Couverture la cinquième femme d'Enning MankellExcellent polar que La cinquième femme d’Henning Mankell. Nous retrouvons le commissaire Wallander, tout juste rentré d’un voyage à Rome avec son père, aux prises avec une enquête difficile dans laquelle il ne cessera d’être bringuebalé d’une piste à une autre. Les meurtres auxquels il est confronté sont particulièrement violents voire relèvent du pur sadisme. Mais il y verra l’expression d’un langage, celui d’un meurtrier qui, à travers ses actes, veut dire quelque chose. Reste à comprendre quoi et pourquoi ? 581 pages d’un suspense prodigieux qui vous empêche de trouver le sommeil !

J’ai aussi beaucoup aimé le portrait sociologique qu’Henning Mankell dessine de la Suède des années 90, confrontée aux milices citoyennes qui rêvent de faire justice elles-mêmes. Je n’avais pas cette image de la Suède, ce pays scandinave qu’on nous décrit si souvent comme un pays modèle sur tous les plans, fort d’un Etat-Providence solide.

Extrait, page 90 : « A sept heures, ils étaient à nouveau rassemblés, dans la lumière grise du petit matin. Le météorologue avait eu raison. Il ne pleuvait plus. Au lieu de cela, le vent soufflait et il faisait nettement plus froid. Les policiers restés sur place avaient dû fabriquer des fixations provisoires pour empêcher la bâche de s’envoler. Puis la pluie avait soudain cessé, et Nyberg avait piqué une crise contre les dieux capricieux de la météo. Comme une nouvelle averse paraissait peu probable, ils avaient démonté la bâche, de sorte que Nyberg et les autres techniciens travaillaient à présent dans le fossé sans aucune protection contre le vent cinglant.

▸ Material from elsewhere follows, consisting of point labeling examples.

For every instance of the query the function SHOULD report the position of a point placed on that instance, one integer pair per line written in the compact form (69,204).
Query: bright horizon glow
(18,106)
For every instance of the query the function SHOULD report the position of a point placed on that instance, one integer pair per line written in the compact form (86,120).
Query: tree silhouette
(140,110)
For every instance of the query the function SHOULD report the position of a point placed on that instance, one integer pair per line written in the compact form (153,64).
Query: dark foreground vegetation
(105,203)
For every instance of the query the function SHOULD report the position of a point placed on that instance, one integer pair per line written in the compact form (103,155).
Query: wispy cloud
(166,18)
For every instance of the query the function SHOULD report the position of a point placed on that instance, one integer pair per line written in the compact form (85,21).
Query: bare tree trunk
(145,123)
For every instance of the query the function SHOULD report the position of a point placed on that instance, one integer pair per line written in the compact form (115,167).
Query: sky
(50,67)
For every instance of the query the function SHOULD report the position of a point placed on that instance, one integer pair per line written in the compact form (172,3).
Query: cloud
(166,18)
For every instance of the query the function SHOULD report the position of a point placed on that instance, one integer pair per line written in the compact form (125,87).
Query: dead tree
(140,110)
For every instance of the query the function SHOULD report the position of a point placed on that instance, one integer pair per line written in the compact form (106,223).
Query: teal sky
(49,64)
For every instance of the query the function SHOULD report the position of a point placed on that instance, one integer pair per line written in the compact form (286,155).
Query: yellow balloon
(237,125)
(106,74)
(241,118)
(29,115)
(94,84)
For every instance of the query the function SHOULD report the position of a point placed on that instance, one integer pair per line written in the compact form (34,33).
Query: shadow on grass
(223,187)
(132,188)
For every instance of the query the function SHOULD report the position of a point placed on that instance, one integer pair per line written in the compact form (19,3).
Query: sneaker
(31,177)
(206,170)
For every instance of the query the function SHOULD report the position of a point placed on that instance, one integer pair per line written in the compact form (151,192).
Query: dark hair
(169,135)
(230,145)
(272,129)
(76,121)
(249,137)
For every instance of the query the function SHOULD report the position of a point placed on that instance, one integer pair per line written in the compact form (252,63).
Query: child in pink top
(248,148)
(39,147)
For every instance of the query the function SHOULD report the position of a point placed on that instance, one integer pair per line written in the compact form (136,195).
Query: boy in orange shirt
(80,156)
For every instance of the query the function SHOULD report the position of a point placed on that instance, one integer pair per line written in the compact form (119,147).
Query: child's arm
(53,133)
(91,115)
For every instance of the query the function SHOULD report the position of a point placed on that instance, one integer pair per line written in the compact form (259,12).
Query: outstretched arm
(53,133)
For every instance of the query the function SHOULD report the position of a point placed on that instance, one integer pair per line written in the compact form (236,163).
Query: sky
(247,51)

Pendant le trajet jusqu’à la ferme, Wallander avait essayé de réfléchir à la meilleure manière d’organiser l’enquête. Ils ne savaient rien de Holger Eriksson, sinon que c’était un homme riche. Cela pouvait constituer un mobile. Mais Wallander, d’emblée, était sceptique. Les pieux de bambou acérés parlaient un autre langage. Il ne pouvait pas l’interpréter pour l’instant, il ne savait même pas dans quelle direction il fallait chercher, mais il s’inquiétait déjà à l’idée qu’ils allaient peut-être au-devant d’une réalité qu’ils n’avaient pas les moyens de comprendre. Comme toujours lorsqu’il était en proie au doute, ses pensées revenaient vers Rydberg, le vieux policier qui lui avait tout appris et sans lequel il aurait fait un enquêteur assez médiocre. Rydberg était mort d’un cancer. Cela ferait bientôt quatre ans. Wallader eut un frisson à la pensée que le temps avait passé si vite. Puis il se demanda ce qu’aurait fait Rydberg à sa place. Patience, pensa-t-il. Rydberg m‘aurait récité son Sermon sur la Montagne. Il m’aurait dit que la règle de la patience s’imposait plus que jamais. » Henning Mankell.